How bittersweet was the answer? But when she heard it she smiled; she was fully caught in the elation that it hadn’t disappeared, that it simply didn’t disappear was everything. She was, by that moment, past the point of crying. He’d played the cards that would keep her; in so doing, he’d deliberately kept her in play. Nothing had ended by her crossing the ocean; it appeared to have integrated instead of disappearing.
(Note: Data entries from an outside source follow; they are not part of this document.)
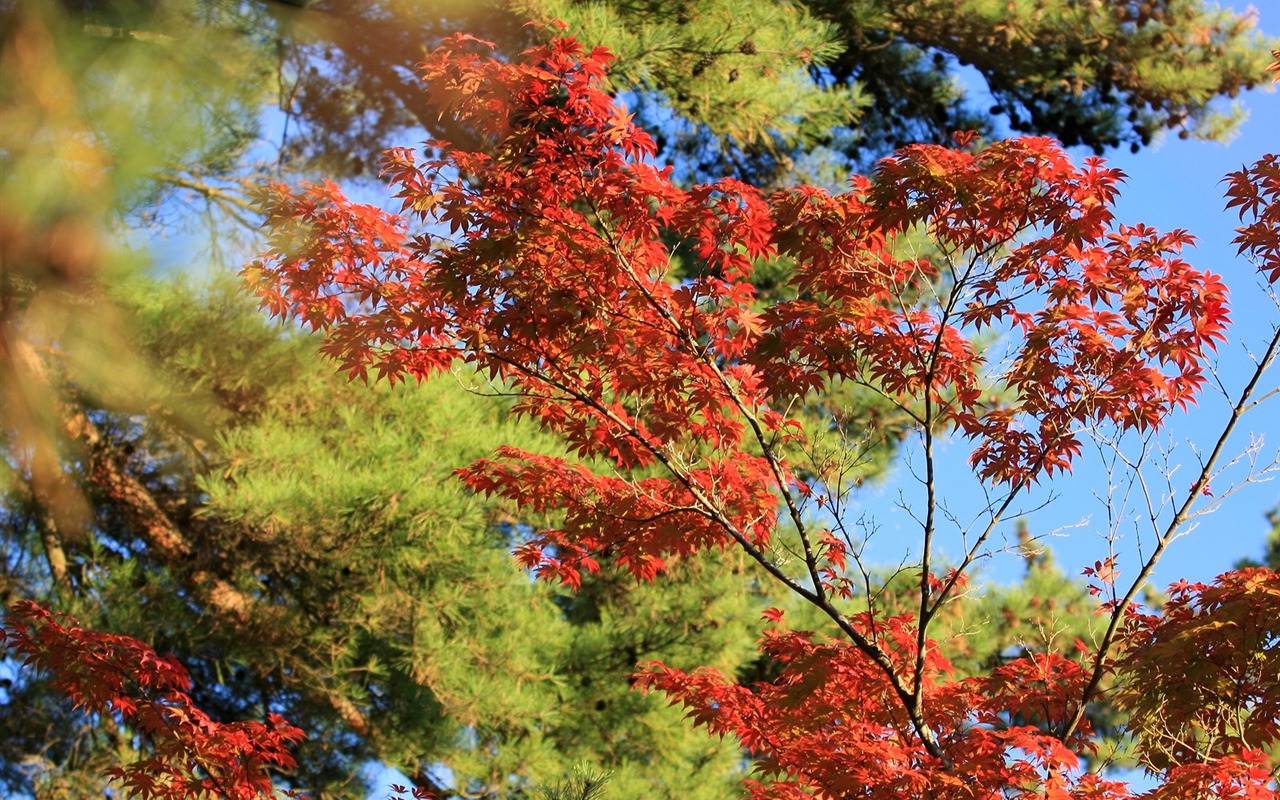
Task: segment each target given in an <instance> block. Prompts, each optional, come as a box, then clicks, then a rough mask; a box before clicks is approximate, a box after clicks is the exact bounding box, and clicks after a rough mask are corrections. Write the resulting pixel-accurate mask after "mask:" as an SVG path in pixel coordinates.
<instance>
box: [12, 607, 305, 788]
mask: <svg viewBox="0 0 1280 800" xmlns="http://www.w3.org/2000/svg"><path fill="white" fill-rule="evenodd" d="M0 645H5V646H8V648H12V649H13V650H14V652H15V653H17V654H18V655H20V657H23V658H24V663H26V666H29V667H33V668H36V669H37V671H41V672H46V673H47V675H49V676H50V682H51V684H52V686H54V687H55V689H56V690H59V691H61V692H63V694H65V695H67V696H68V698H70V699H72V701H73V703H74V704H76V708H77V709H83V712H84V713H87V714H96V716H114V717H118V718H119V722H120V724H123V726H127V727H128V728H129V730H131V731H133V735H134V736H137V737H140V739H142V741H143V746H146V748H148V749H150V753H148V754H147V755H146V756H143V758H140V759H137V760H134V762H132V763H129V764H125V765H123V767H113V768H110V769H108V774H109V776H110V777H111V778H113V780H114V781H116V782H118V783H119V785H120V787H122V788H123V790H124V791H125V794H127V795H128V796H131V797H141V799H142V800H151V799H156V800H184V799H187V797H209V796H214V797H223V799H225V800H250V799H252V797H261V796H270V794H271V778H270V774H269V772H268V769H269V768H278V769H288V768H291V767H293V764H294V760H293V756H292V755H291V753H289V746H291V745H293V744H296V742H298V741H301V740H302V737H303V735H302V731H301V730H298V728H297V727H293V726H291V724H288V723H287V722H285V721H284V719H283V718H282V717H280V716H279V714H274V713H273V714H270V717H269V721H268V722H266V723H261V722H232V723H220V722H216V721H214V719H211V718H210V717H209V716H207V714H206V713H204V712H202V710H201V709H200V708H197V707H196V705H195V704H193V703H192V699H191V696H189V694H188V692H189V691H191V677H189V676H188V675H187V671H186V669H183V667H182V664H179V663H178V662H177V659H174V658H173V657H172V655H160V654H157V653H156V652H155V650H152V649H151V648H148V646H147V645H145V644H142V643H140V641H138V640H136V639H132V637H129V636H116V635H113V634H101V632H97V631H90V630H86V628H83V627H81V626H79V625H78V623H77V622H76V621H74V620H72V618H70V617H67V616H65V614H55V613H52V612H49V611H47V609H44V608H41V607H40V605H37V604H35V603H32V602H29V600H23V602H18V603H15V604H14V605H13V607H10V608H9V613H8V616H6V618H5V623H4V627H0Z"/></svg>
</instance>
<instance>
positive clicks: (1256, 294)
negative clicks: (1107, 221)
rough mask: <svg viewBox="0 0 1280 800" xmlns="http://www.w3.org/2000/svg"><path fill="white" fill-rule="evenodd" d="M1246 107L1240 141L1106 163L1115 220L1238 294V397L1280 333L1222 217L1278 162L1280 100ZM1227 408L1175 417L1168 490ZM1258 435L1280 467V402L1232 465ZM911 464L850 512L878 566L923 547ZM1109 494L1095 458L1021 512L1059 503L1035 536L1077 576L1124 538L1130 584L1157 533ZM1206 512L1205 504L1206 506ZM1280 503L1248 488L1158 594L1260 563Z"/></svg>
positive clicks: (1102, 464) (1133, 155)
He’d even managed indirectly to acknowledge the context that had transpired with “Stand Inside Your Love” (that she’d indirectly told him about ahead of time), by ever so subtly invoking “William”. That too was speculation and thereby moot.
It’s too bad she never discovered there were more B-sides, as even just “Flower Child” would have blown her socks off, hitting as it did upon the date of her arrival “on the fifth day of May she was breaking away, when the moon came and sat on your shoulder, she was still young and not yet highly strung as you need to be when you get older”, combining this with the arrival of the “moon”, which she’d explicitly delineated as her symbol, or how her existence in turn reflected and delineated the existence of the greater one. Not to mention there’d been this eclipse right before she first met him. (It’s likely in the array of what he’d received she’d made passing reference to her arrival date, though not known for certain.) The verse also insinuated she was a fair bit younger (the age difference being 11 years). It also may have happened to accidentally flag, if you will, the day of her vibed out encounter with the Bono replica that night at the Globe (“George was the street when you first faced defeat, you put money on the colour of her sky” –The Globe being on Georges St.), as well as make a crack at “Holy Joe”. Her friend Joe had been religious, and was her companion of note when that first delivery to Bono was made. He’d had to endure her stress about it, a genuine help even though his perspective was a little jaded; (she was “obsessive” and so on and deserved to be laughed off, well yes but…) -Not to mention obliquely referencing all that bloody middle of the night construction digging up the road (wrong street though). “Didn’t hear what you said as the lights turned red on a love that should have stayed gold” –that definitely happened. This is what was meant about B-sides; all of them possessed these more direct/personal elements, if not necessarily an array of tangible ones. To have heard this song would have given her a little more confidence in reference to “Wild Honey” –and elsewhere, but nevermind. The “colour of her voice” had entered reality as something he’d actually encountered that left him no recourse other than drinking himself to oblivion.